Nueve años viajó Dasyel con esa compañía.
A veces el grupo se alteraba un poco. Alguien veía una compañía que iba en cierta dirección —geográfica o dramática— que le atraía más, y abandonaba los carromatos de Jy para viajar con los otros. Una joven se casaba, un joven se hartaba de carretera y se dedicaba a un oficio como ascenso, un viejo moría… Todas estas cosas sucedieron. Y a la inversa, otros actores se unieron a la compañía. Había partidarios fieles, también, los empleados permanentes de Jy. Roshi, por ejemplo, un hombre obeso y bronceado, todo él buen humor y la cabeza llena de melodía; sus dedos rebosaban de canciones que brotaban como plateada agua de una flauta dispuesta en una sonriente boca. Roshi, siempre amable, que encontraba un gorrión arrastrándose por el camino y le arreglaba el ala, lo curaba y lo soltaba. Roshi, cuidando al bebé de una posadera. Roshi diciendo a una joven con el pie tullido que tenía una cara como las flores y añadiendo, de esa forma, una gota de dulzura al amargo charco de su vida.
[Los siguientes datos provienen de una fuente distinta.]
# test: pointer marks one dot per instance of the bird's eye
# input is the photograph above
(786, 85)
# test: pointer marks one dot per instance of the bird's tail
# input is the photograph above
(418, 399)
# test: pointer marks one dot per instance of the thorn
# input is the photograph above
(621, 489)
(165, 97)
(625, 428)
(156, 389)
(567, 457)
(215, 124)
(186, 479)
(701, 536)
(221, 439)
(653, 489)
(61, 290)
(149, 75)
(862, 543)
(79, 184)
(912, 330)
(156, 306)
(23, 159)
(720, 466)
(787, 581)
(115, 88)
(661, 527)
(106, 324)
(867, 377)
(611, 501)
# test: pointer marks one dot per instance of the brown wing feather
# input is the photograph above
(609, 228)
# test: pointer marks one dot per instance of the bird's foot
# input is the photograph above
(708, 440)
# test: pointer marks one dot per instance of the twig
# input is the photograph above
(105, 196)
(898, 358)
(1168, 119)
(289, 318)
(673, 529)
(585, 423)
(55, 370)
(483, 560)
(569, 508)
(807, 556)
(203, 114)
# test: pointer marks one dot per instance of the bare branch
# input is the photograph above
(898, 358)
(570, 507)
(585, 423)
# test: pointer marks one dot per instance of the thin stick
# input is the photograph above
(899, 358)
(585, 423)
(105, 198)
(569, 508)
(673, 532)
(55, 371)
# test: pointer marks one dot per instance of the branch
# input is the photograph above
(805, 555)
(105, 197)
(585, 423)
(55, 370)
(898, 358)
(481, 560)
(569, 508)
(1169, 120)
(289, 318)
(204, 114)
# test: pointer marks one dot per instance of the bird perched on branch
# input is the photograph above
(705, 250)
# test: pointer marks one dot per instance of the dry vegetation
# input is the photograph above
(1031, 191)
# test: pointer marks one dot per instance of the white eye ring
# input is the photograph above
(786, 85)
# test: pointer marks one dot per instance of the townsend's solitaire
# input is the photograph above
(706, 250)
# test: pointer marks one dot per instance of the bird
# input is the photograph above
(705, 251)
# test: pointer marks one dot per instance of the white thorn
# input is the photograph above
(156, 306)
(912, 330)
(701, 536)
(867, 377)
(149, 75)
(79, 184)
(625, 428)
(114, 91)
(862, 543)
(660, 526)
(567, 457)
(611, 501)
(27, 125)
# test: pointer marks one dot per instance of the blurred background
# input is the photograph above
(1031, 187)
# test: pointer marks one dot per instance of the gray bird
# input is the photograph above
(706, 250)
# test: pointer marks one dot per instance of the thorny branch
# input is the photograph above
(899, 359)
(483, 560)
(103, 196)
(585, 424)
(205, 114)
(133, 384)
Y siempre estaba el mismo Jy: jovial, erizado de rabia, duro y firme como una nuez, excepto cuando había excesivo licor en una taberna.
En la carretera de aquellos años hubo también fracaso y éxito, amantes, peleas, algún altercado, amigos, problemas. Chicas de brillantes ojos, papeles con textos intrincados, cosas perdidas, ponis robados, ruedas que se soltaban de los carros, y las tripas vacías, las noches lluviosas y las camas con picaduras de pulga que Jy prometió a Dasyel.
Dasyel fue actor —de carne y hueso y sangre— al cabo de un año. Poseía la destreza de la profesión, más que el arte de aprender palabras y gestos, más que una cara atractiva. Poseía la luz y la sombra, la magia que su ambulante e incierta carrera requería. Se apegó a Jy porque éste era su padre. Su verdadero padre, es decir, su creador. Jy le enseñó la profesión, y además necesitaba ciertos cuidados. Había las cuatro esposas, por una parte; las tabernas por otra.
Y el camino era tan ancho como Dasyel sabía que sería.
Atravesó montañas y ríos, colinas y bosques. Vio mares del color azul claro del humo, y mares de color azul de añil rebosantes de furia. Vio tabernas, ciudades. Vio el Templo del Sol y el Templo de la Luna en Arkev. Quizá pasó cerca de la oscura casita de Sovan Tovannazit y ni siquiera se percató.
Las sendas de las vidas humanas van en todas direcciones.
Un día, cuando Dasyel interpretaba el papel de guerrero, y rompía los corazones en cierta aldea situada junto a una fría montaña, una esclava de cabello negro echaba grano a los pollos. Una noche, mientras Dasyel se hallaba con una guapa mujer en cierto pueblo occidental, la joven de cabello negro estaba por primera vez bajo el techo del viejo Ash, con las orejas escocidas tras el primero de los muchos golpes que la esposa del viejo Ash iba a darle.
Y un mediodía, cuando Shaina lavaba ropa en el arroyo del paraje donde pastaban las cabras, mientras Dasyel y Roshi herraban un poni entre los dos, hacia el este, al borde de la Llanura Volkiana, Volk Volkhavaar se hallaba en una alta ventana, sin proyectar sombra y pensando en sus cosas, o en las cosas de su dios negro.